En el segundo tiempo Andrade buscó el empate con todas sus fuerzas. Uno a uno fueron llegando los centros cruzados sobre el área rival hasta que sobre los veintidós minutos Paredes, el goleador, marcó el empate. Sobre los treinta Benavídez apareció por primera vez en el partido para marcar su protagonismo. Una mano innecesaria de Molina, el capitán de Paso de los Andes, en la mitad de la cancha, terminó con la segunda amarilla y la inmediata roja para el apesadumbrado jugador. Ahora los insultos cayeron desde la otra tribuna. La protesta podía verse como lógica, todos conocían el origen de Benavídez, Sólo que nunca el árbitro puso sus sentimientos por encima del deber. Volvió a tragar saliva y siguió dirigiendo, intentando hacer oídos sordos al agravio de la chusma.

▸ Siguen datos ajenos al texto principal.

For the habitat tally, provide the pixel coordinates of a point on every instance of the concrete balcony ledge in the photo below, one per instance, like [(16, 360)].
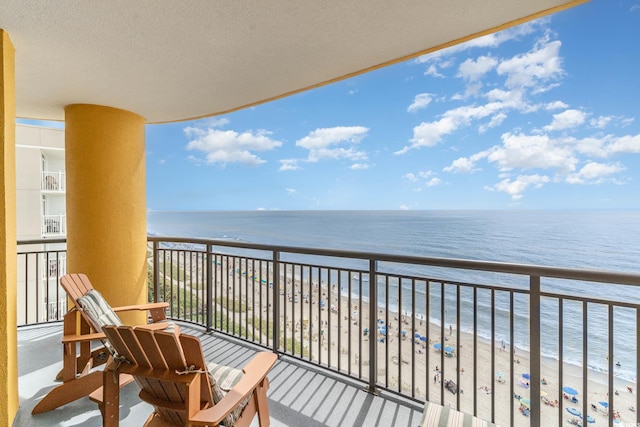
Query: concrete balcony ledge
[(299, 395)]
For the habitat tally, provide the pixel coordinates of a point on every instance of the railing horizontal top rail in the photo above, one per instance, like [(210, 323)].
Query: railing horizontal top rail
[(601, 276), (492, 266)]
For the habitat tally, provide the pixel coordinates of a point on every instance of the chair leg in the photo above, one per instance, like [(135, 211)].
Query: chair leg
[(111, 399), (68, 392), (262, 404)]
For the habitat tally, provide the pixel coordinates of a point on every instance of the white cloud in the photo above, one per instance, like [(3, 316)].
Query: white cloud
[(428, 134), (223, 147), (542, 64), (421, 100), (594, 173), (410, 177), (471, 70), (532, 152), (432, 70), (566, 120), (516, 187), (465, 164), (495, 121), (433, 182), (289, 165), (320, 143), (425, 177), (359, 166), (556, 105), (625, 144), (202, 126), (601, 122)]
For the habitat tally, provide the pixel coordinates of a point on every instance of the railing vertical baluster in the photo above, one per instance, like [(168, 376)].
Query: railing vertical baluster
[(475, 350), (209, 297), (427, 318), (329, 316), (443, 322), (339, 272), (611, 350), (511, 347), (37, 280), (386, 325), (156, 281), (458, 344), (26, 289), (413, 339), (534, 337), (360, 325), (276, 300), (637, 359), (560, 357), (493, 354), (373, 314), (399, 326), (585, 356), (350, 311)]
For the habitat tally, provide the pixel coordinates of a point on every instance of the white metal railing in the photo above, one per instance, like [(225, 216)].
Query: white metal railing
[(53, 181), (53, 310), (54, 225), (56, 266)]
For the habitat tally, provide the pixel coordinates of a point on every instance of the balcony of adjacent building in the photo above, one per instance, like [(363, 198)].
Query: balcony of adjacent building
[(518, 345), (53, 182), (54, 225)]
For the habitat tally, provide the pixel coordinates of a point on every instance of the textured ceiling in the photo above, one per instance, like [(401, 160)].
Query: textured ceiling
[(171, 60)]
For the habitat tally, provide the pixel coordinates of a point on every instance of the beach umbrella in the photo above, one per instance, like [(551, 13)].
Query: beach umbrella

Hasta que llegó el minuto fatídico. Todos lo recordarían. Minuto 43. Córdoba, volante por derecha de Andrade sube por su carril. Con la cabeza gacha, con la vista en el balón más que en los tres palos lanza un derechazo a rastrón aparentemente inofensivo. Pero el destino de los humanos tiene distintas formas de dejarlos en un pedestal o hundirlos en la ignominia. El inocuo disparo de Córdoba se hubiera ido afuera si antes no rozaba la pierna izquierda de Benavídez, descolocando al arquero Ventura convirtiendo el segundo gol de Andrade. Sorpresa, estupor, confusión primero. Indignación, irritación, furia incontrolable después. El partido no terminó. Las huestes azules destrozaron el alambrado olímpico e ingresaron al campo de juego para hacer justicia con sus propias manos. Muchos rememoran ese partido por la enorme gresca entre hinchas de los dos equipos, incluyendo a la policía, dirigentes, veedores y cocacoleros.
Pasaron ya varios años del inconcluso clásico. Los detalles se vuelven borrosos con el paso del tiempo. Los rostros se desdibujan, las opiniones se amalgaman con la leyenda. Lo que nadie pudo explicarse jamás fue el paradero del perseguido Benavídez. Algunos dicen que lo vieron corriendo desaforadamente por la Calle Falucho rumbo al este. Otros, que salió de la cancha y se trepó a un camión cargado de cosechadores. El tano Villani, adjuntando a la historia un toque sobrenatural, habló de un ángel milagroso levantando al referí de las axilas y depositándolo en un baldío cercano. Los más osados llegaron a decir incluso que Benávidez nunca existió. Pero existió, lo puedo asegurar. Yo fui testigo de su utópica cruzada a favor de los sentimientos más nobles, de las acciones más altruistas, en contra de los bellacos y desleales. Yo tampoco sé que fue de él. Me gustaría confiar en la tesis de Villani, en una oportuna ayudita divina, para que, aunque fuera por única vez, el tiro del final saliera para el lado de la justicia.